İslâm bilginleri de bu hadisten yola çıkarak yaptıkları keşiflerinde “Ahir zamanda mütekellimînden ve ilm-i kelâm ulemasından birisi gelir, bütün hakâık-ı imaniye ve İslâmiyeyi delâil-i akliye ile kemâl-i vuzuh ile ispat eder” (Şuâlar, 152) demişlerdir. Muhiddin-i Arabî de keşfinde “Allah’ı en iyi bilen Peygamberimiz (asm) ve onun şakirdi olan Hz. Ali (ra) olduğu gibi ahirzamanda da Hz. Ali’nin bir veled-i manevisi ve şakirdi olan ve hakikat dersini ondan alan Mehdi, Allah’ı en iyi bilen ve Marifetullahı en iyi şekilde anlatan kişidir” demiştir.

İşte Mehdi’nin iman ve Kur’ân hizmetinde bulunan ve marifetullahı insanlara anlatan şakirtleri üzerinde deccal ve süfyanın baskısı hiçbir zaman kalkmaz ve devam eder. Fitne ve fesadı ile cemaatini onun hizmetinden ayırmak için çalışırlar ve pek çoklarını fitneye düşürerek cemaatinden ayırırlar; ancak içlerinden ihlâslı bir cemaat fitnelere kapılmadan en zor şartlarda hakka hizmet etmeye devam eder.

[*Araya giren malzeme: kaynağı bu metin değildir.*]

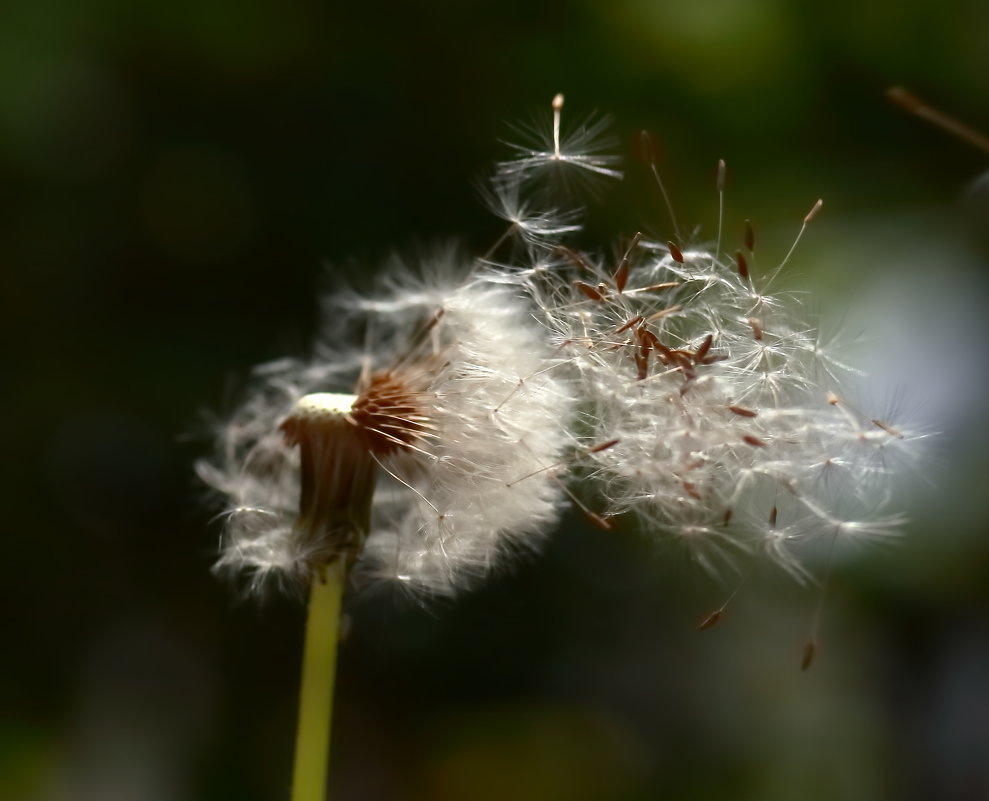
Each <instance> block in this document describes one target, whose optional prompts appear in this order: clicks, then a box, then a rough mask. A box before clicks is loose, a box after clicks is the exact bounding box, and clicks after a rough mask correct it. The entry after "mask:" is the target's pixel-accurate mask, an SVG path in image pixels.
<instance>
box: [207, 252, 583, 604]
mask: <svg viewBox="0 0 989 801" xmlns="http://www.w3.org/2000/svg"><path fill="white" fill-rule="evenodd" d="M446 260H447V261H451V260H452V257H449V256H448V257H446ZM428 270H429V273H430V275H431V277H428V278H423V279H421V280H420V281H418V282H412V281H410V280H409V279H408V278H407V277H403V276H394V281H393V284H392V285H391V286H390V287H388V289H387V291H386V292H385V293H384V294H383V295H382V296H379V297H375V298H365V299H362V298H358V297H355V296H346V297H343V298H334V299H333V300H332V301H330V302H329V308H328V310H327V311H328V312H329V314H328V316H329V317H330V318H331V319H332V320H333V321H334V322H333V324H332V327H331V331H330V332H329V333H328V334H327V337H328V339H329V340H330V341H328V342H324V343H323V346H322V348H321V350H320V353H319V355H318V356H317V358H315V359H314V360H312V361H309V362H298V361H282V362H276V363H274V364H270V365H265V366H263V367H261V368H259V369H258V370H257V371H256V380H257V385H256V386H255V388H254V390H253V392H252V393H251V395H250V396H249V398H248V400H247V402H245V403H244V405H243V406H242V407H241V408H240V409H239V410H237V411H236V412H235V413H234V415H233V417H232V419H231V420H230V421H229V422H227V423H226V424H224V426H223V427H222V429H221V432H220V448H219V458H218V459H216V460H213V461H207V462H202V463H200V465H199V473H200V476H201V477H202V478H203V479H204V480H205V481H206V482H207V483H208V484H210V485H211V486H213V487H215V488H216V489H218V490H220V491H221V492H222V493H224V494H225V495H226V496H227V498H228V501H229V505H228V508H227V510H226V512H225V514H224V518H225V532H224V544H223V550H222V554H221V557H220V560H219V563H218V567H219V568H220V569H222V570H233V571H238V572H239V571H246V572H247V573H248V574H249V575H250V576H251V578H250V581H249V588H250V589H252V590H260V589H262V588H263V587H264V586H265V585H266V584H270V583H275V584H281V585H283V586H293V585H296V586H299V585H301V586H304V585H305V584H307V583H308V582H309V581H310V580H311V578H312V577H313V576H315V575H318V573H319V570H320V569H321V568H322V567H324V566H326V565H328V564H332V563H334V562H336V561H337V560H341V561H342V562H343V563H344V565H345V568H346V569H347V571H348V572H349V571H350V570H351V569H353V572H354V576H355V578H356V579H357V580H374V579H383V578H390V579H396V580H398V581H399V582H401V583H402V584H404V585H406V586H407V587H409V588H410V589H412V590H418V591H424V592H427V593H432V594H440V595H449V594H452V593H453V592H454V591H455V590H456V589H457V588H458V587H460V586H463V585H466V584H469V583H470V582H471V580H472V579H474V578H477V577H479V576H483V575H484V574H486V573H487V572H488V571H489V570H490V569H491V568H492V567H493V566H494V565H495V563H496V562H497V560H498V558H499V557H500V556H502V555H503V554H504V553H505V552H506V551H512V550H518V549H527V548H532V547H533V546H534V544H535V543H536V542H538V539H539V536H538V535H539V532H540V531H542V530H543V529H544V528H545V527H546V524H547V523H549V522H551V521H552V520H554V519H555V517H556V514H557V511H558V508H559V506H560V503H559V501H560V497H561V492H562V490H561V489H560V485H559V483H558V482H557V481H556V479H555V477H554V476H553V474H552V473H549V472H547V473H540V474H538V475H536V476H534V477H533V478H532V479H531V480H527V481H522V482H515V481H514V479H516V478H518V477H519V476H520V475H522V474H525V473H526V472H530V471H534V470H538V469H539V468H541V467H543V466H544V465H546V464H548V463H552V462H555V461H558V460H559V458H560V454H561V452H562V450H563V448H564V447H565V446H566V444H567V443H568V436H569V435H568V430H567V421H568V419H569V417H570V414H571V411H570V410H571V405H572V402H571V400H570V394H569V388H568V387H567V386H566V385H565V384H564V383H563V381H562V380H561V379H560V378H558V377H556V376H554V375H553V374H552V372H542V369H543V368H544V367H545V366H546V364H547V362H546V359H547V358H548V356H549V350H550V347H549V344H548V343H547V341H546V339H545V337H544V336H543V335H542V331H541V330H540V329H539V327H538V326H537V324H536V323H535V322H534V321H533V320H532V318H531V314H530V308H529V306H528V305H527V303H526V300H525V297H524V295H523V292H522V289H521V288H520V287H518V286H511V285H506V284H505V283H502V282H499V281H498V280H496V278H497V277H496V276H493V275H486V274H485V273H483V272H475V273H474V274H472V275H469V276H467V277H466V278H463V279H461V280H460V281H459V282H458V281H457V279H456V278H455V277H454V274H455V270H454V269H453V267H452V266H451V265H449V264H447V265H437V264H433V265H430V267H429V268H428ZM357 317H363V318H364V319H363V322H364V324H365V325H366V326H367V330H368V331H369V332H370V342H369V344H368V346H367V349H366V350H358V349H354V348H350V347H342V348H341V347H340V346H339V341H340V340H341V339H342V337H343V329H346V328H348V327H356V324H357V322H358V320H357V319H355V318H357ZM533 374H534V376H533V377H532V378H529V379H527V380H525V381H524V383H522V384H520V379H521V378H523V377H525V376H529V375H533ZM341 386H342V387H349V386H354V387H356V388H355V389H354V391H353V394H333V393H332V392H330V390H333V389H339V388H340V387H341ZM300 499H301V500H300Z"/></svg>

Peygamberimiz (asm) bu hakikati şöyle ifade eder: “Ümmetimden bir cemaat kıyamete kadar hakkı ayakta tutmaya devam eder. Kendilerinden ayrılanların ayrılmaları onlara zarar vermez” (Ramuzu’l-Hadis, 472) buyurmuşlardır. Demek ki Mehdi’nin cemaatinden fitneye kapılarak ayrılanlar olacaktır. Ancak onların ayrılmaları cemaate zarar vermeyecek azınlıkta kalanlar muzaffer olarak yine hak yolda hakkı tutmaya devam edecekler (Ramuz, 487) demektir. Ayrılanların ayrılma sebepleri de çetin ve meşakkatli görevlerden kaçınma, rahatlık meyli, can, mal ve makam sevgisi ve onları koruma meyli gibi sebeplerden olacaktır. (Ramuz, 476)

Pek tabiîdir ki ayrılanlar kendilerini haklı ve kurtuluşa erenler olarak görüp ihlâslı ve istikamette olanları dalâletle suçlayarak ayrılacaklardır. Ancak zaman içinde Süfyanın fitnesine kapıldıklarını anlayacaklardır. Zira Hasan-ı Basri’nin (ra) dediği gibi “Akıllı fitneyi gelmeden görür ve tedbir alır, aklını çalıştırmayan da fitneye kapılır, ancak tahribatını yapıp gittikten sonra anlar.”

Benzer konuda makaleler:

İlk yorum yapan olun

Makale hakkında düşüncelerinizi paylaşın...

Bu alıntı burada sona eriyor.